Here’s something the listmakers usually don’t tell you: Ira Louvin designed that cover himself. He and Charlie burnt kerosene-soaked tires in an old rock quarry to set the scene, nearly incinerating themselves in the process. Between the high forehead, cavernous brows and sinister grins, it’s hard not to read perverse excitement in his expression. Ira (on the left, born Loudermilk) was the older brother, the most gifted, the primary songwriter. He had been drawn to the Pentecostal ministry once, and every seedy bar where he and his sibling played country songs must have felt like spiritual torture.
Ira became a violent alcoholic. He smashed numerous mandolins (!) during shows, cheated on all four of his wives and received several bullets in his back from the third after trying to strangle her with a telephone cord. (“If the son of a bitch don’t die, I’ll shoot him again.”) As the brothers’ hot young opener for one ’50s tour sang hymns in admiration backstage, his soused hero called him a “white nigger” playing suspiciously danceable “trash.” Then Ira tried to strangle Elvis Presley. I remember my friend Maggie, a big fan, telling me about the Louvin Brothers in a bar once; describing the eldest’s death via drunk driver while evading his own DUI warrant, she sounded both awed and appalled.
That was in 1965. Charlie Louvin, the relatively mild-mannered half of the group, had already gotten fed up and ended their partnership two years earlier. He led a respectable solo career for a while, but the tunes became less memorable without his demon brother. I don’t mean that in the fatuous sense of romanticized torment – they needed each other for technical reasons. Chained together through so many of their wounded yet pious gospel songs, the Louvins’ trademark tenor harmonies keen past Biblical doctrine to the pain and sorrow it tries to explain. When they sang “that word ‘broadminded’ is spelled S-I-N,” holding the last letter just until it hurts, they were referring to illicit dancing. You would think it was the fall from Eden.

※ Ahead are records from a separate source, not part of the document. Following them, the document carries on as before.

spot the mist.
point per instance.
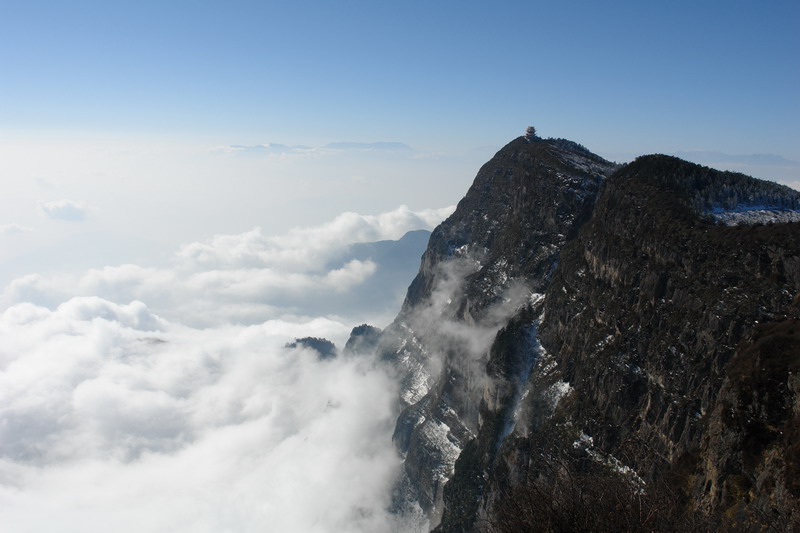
(147, 399)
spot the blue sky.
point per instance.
(623, 77)
(156, 256)
(125, 112)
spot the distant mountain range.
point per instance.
(596, 347)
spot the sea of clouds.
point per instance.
(141, 399)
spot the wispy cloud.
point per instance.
(64, 210)
(242, 278)
(138, 399)
(13, 229)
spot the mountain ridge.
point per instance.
(573, 300)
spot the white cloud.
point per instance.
(64, 210)
(114, 419)
(13, 229)
(244, 278)
(133, 398)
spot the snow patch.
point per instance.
(747, 215)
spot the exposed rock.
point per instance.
(325, 349)
(557, 312)
(363, 339)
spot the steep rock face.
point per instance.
(653, 316)
(483, 264)
(619, 320)
(667, 347)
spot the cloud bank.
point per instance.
(148, 399)
(116, 420)
(64, 210)
(245, 278)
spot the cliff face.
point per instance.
(557, 311)
(483, 264)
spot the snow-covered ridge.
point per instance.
(746, 215)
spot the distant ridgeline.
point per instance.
(728, 197)
(589, 347)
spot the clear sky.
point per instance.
(176, 204)
(628, 77)
(125, 112)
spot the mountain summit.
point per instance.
(634, 326)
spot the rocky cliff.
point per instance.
(571, 310)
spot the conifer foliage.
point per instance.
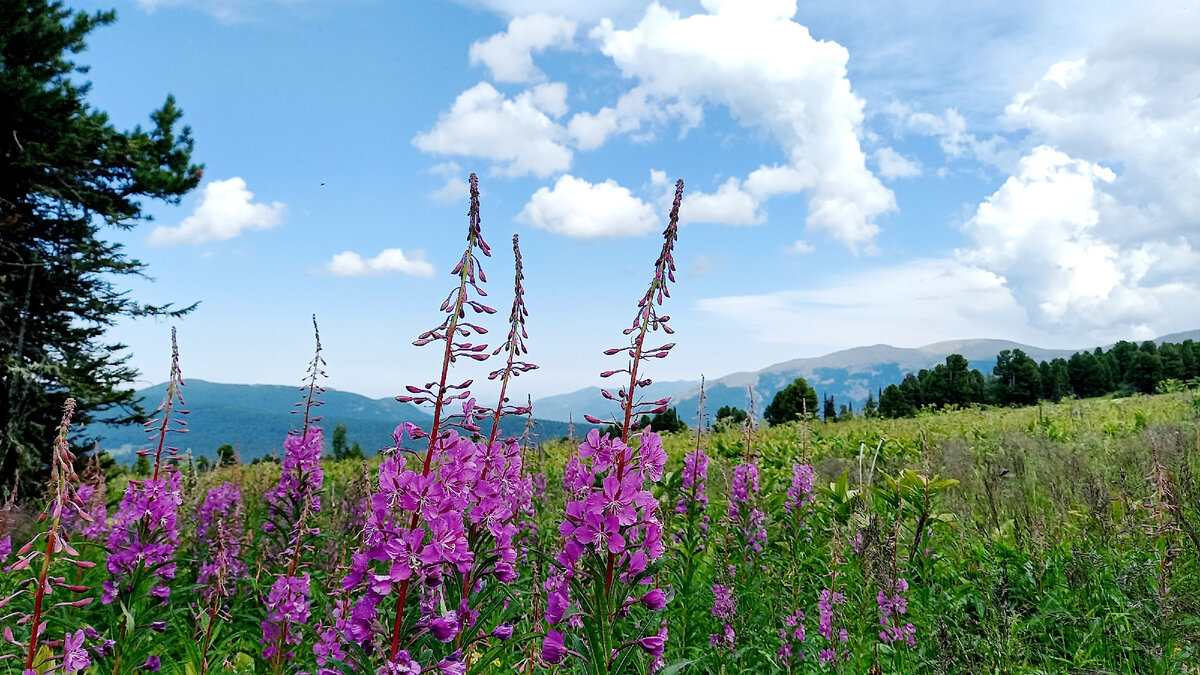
(66, 174)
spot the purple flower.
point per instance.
(301, 477)
(553, 647)
(801, 493)
(287, 607)
(144, 532)
(445, 627)
(653, 645)
(328, 646)
(724, 605)
(654, 599)
(654, 458)
(75, 656)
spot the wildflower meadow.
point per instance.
(1055, 538)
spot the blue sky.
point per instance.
(857, 173)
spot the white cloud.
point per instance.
(509, 54)
(1086, 248)
(771, 73)
(580, 209)
(225, 211)
(1131, 102)
(703, 266)
(516, 133)
(729, 205)
(894, 165)
(1041, 233)
(455, 189)
(349, 263)
(228, 11)
(911, 304)
(589, 11)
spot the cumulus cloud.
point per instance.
(225, 211)
(894, 165)
(455, 189)
(583, 210)
(729, 205)
(1131, 102)
(1041, 233)
(879, 305)
(228, 11)
(519, 135)
(1095, 230)
(389, 261)
(509, 55)
(771, 73)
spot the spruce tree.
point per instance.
(67, 175)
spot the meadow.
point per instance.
(1054, 538)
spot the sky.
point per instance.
(901, 172)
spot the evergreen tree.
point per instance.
(226, 455)
(790, 401)
(869, 406)
(893, 404)
(667, 420)
(65, 175)
(731, 416)
(1145, 371)
(337, 444)
(1173, 362)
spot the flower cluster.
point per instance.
(301, 478)
(219, 535)
(287, 609)
(725, 608)
(611, 531)
(144, 536)
(893, 604)
(64, 499)
(747, 517)
(790, 635)
(801, 495)
(826, 603)
(695, 488)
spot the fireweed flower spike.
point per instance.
(41, 557)
(415, 537)
(611, 532)
(293, 503)
(144, 536)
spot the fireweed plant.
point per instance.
(293, 506)
(690, 550)
(43, 565)
(143, 541)
(432, 577)
(604, 597)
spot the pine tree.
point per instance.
(65, 175)
(790, 402)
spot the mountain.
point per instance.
(588, 400)
(849, 376)
(258, 417)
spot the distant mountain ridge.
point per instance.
(847, 375)
(258, 418)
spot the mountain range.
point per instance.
(847, 375)
(256, 418)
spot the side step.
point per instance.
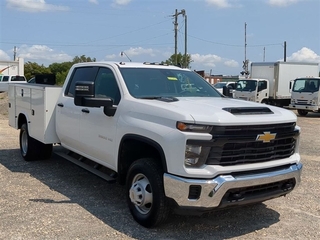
(80, 163)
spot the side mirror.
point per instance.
(83, 91)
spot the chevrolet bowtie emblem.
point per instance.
(266, 137)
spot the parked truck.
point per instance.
(6, 79)
(305, 96)
(165, 133)
(271, 82)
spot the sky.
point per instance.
(218, 34)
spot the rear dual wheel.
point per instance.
(145, 193)
(32, 149)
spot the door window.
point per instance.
(79, 75)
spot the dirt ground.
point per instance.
(55, 199)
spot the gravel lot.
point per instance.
(55, 199)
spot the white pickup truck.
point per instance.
(174, 147)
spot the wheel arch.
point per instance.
(133, 147)
(21, 120)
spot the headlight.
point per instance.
(195, 155)
(187, 127)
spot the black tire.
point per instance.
(145, 193)
(30, 148)
(302, 112)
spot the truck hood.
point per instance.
(218, 111)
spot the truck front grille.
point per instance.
(234, 145)
(303, 102)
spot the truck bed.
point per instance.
(38, 103)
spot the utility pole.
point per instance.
(245, 71)
(285, 51)
(176, 32)
(14, 53)
(185, 41)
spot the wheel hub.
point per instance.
(140, 194)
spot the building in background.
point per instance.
(12, 67)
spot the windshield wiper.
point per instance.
(161, 98)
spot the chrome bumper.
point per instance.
(213, 190)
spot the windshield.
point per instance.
(246, 85)
(155, 82)
(220, 85)
(306, 85)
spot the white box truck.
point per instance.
(305, 96)
(271, 82)
(165, 133)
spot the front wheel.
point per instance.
(145, 193)
(302, 112)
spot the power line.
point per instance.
(235, 45)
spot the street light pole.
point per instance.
(123, 53)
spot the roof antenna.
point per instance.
(123, 53)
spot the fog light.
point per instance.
(192, 154)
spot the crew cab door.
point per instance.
(68, 115)
(97, 130)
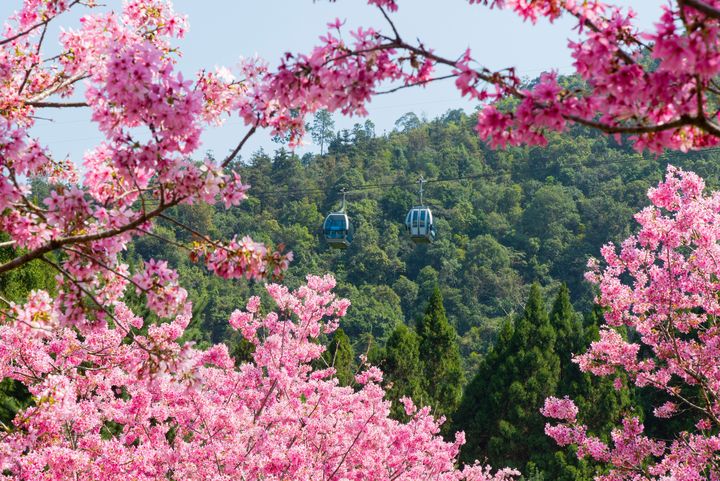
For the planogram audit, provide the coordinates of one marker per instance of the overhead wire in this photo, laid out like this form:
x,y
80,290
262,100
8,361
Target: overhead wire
x,y
354,189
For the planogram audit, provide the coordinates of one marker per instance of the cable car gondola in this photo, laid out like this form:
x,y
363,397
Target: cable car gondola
x,y
419,221
337,229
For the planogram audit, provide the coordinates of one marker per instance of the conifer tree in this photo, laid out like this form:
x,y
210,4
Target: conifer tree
x,y
569,340
500,409
403,369
440,355
341,356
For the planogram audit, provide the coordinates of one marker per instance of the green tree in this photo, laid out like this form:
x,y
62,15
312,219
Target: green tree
x,y
402,367
440,354
500,409
341,356
321,129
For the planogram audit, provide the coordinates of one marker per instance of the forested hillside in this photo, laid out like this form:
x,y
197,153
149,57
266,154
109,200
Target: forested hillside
x,y
460,324
506,219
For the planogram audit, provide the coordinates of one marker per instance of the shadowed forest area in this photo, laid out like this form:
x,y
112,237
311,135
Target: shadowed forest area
x,y
482,323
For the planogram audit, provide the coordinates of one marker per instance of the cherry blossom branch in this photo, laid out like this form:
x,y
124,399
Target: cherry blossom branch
x,y
57,105
240,145
81,239
701,6
47,93
415,84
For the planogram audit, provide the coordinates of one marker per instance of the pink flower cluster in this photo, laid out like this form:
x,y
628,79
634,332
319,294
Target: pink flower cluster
x,y
663,285
152,408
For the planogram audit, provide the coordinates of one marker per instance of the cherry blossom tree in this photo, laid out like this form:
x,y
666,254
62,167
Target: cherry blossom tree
x,y
662,284
115,399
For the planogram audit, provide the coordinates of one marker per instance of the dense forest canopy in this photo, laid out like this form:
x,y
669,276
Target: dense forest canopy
x,y
506,219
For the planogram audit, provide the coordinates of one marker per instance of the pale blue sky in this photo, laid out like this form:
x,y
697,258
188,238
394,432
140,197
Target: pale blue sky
x,y
221,31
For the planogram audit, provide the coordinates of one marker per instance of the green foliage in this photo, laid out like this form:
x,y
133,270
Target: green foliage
x,y
442,366
341,356
16,284
403,369
500,408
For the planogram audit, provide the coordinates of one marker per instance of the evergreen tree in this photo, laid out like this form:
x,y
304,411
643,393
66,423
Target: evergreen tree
x,y
341,356
500,412
569,340
403,369
440,355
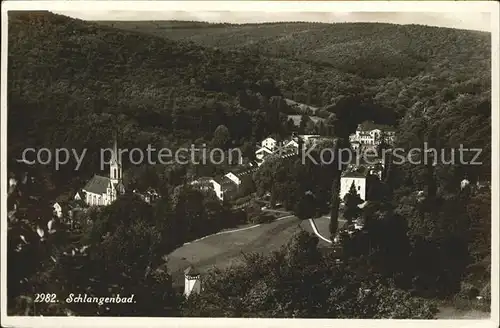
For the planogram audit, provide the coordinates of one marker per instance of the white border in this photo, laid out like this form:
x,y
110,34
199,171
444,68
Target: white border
x,y
267,6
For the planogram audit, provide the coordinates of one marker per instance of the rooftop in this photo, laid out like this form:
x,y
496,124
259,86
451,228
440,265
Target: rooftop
x,y
353,174
97,185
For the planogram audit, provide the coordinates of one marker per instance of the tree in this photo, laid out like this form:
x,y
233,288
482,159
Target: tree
x,y
352,200
299,281
306,206
221,137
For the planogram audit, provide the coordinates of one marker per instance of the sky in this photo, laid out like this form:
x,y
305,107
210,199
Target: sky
x,y
461,20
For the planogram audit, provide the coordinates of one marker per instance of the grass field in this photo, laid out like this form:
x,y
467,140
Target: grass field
x,y
224,250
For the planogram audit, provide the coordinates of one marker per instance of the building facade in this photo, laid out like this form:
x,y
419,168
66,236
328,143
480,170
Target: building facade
x,y
102,191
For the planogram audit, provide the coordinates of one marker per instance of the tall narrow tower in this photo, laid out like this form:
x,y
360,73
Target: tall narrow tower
x,y
192,282
115,166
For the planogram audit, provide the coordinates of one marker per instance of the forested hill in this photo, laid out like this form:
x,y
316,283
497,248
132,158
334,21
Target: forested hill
x,y
71,82
371,50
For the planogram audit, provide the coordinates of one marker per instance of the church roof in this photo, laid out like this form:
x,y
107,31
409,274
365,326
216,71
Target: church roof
x,y
97,185
191,271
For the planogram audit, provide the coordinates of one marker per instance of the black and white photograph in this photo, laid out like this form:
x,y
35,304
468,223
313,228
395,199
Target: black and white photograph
x,y
249,159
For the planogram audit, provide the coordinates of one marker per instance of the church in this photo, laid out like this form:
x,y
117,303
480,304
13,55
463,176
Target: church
x,y
102,191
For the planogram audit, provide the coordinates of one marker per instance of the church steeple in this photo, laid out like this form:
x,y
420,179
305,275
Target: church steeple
x,y
115,166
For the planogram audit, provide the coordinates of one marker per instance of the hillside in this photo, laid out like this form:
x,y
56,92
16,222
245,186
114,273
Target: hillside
x,y
80,81
66,72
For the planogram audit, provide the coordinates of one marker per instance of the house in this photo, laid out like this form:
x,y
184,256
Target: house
x,y
292,144
102,191
350,178
263,152
372,136
148,196
203,183
308,138
57,209
269,143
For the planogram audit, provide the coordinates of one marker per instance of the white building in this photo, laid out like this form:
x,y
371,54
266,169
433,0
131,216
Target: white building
x,y
261,153
224,187
269,143
102,191
348,179
192,282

You might also think it’s a little strange for a lifelong nonbeliever to suddenly find this music so affecting (and I’m far from the only one). If an atheist or agnostic listens to two righteous hellions outlining what a miserable sinner he is and hits “repeat,” is it theological masochism? Well, I don’t fuck with Christian fundamentalism, but it does seem to give certain acolytes a deep understanding of tragedy. Browsing through Louvin joints over the past couple of days, I became particularly obsessed with one of their secular compositions. “When I Stop Dreaming” ends on these lines: “You can teach the flowers to bloom in the snow / You may take a pebble and teach it to grow / You can teach all the raindrops to return to the clouds / But you can’t teach my heart to forget.”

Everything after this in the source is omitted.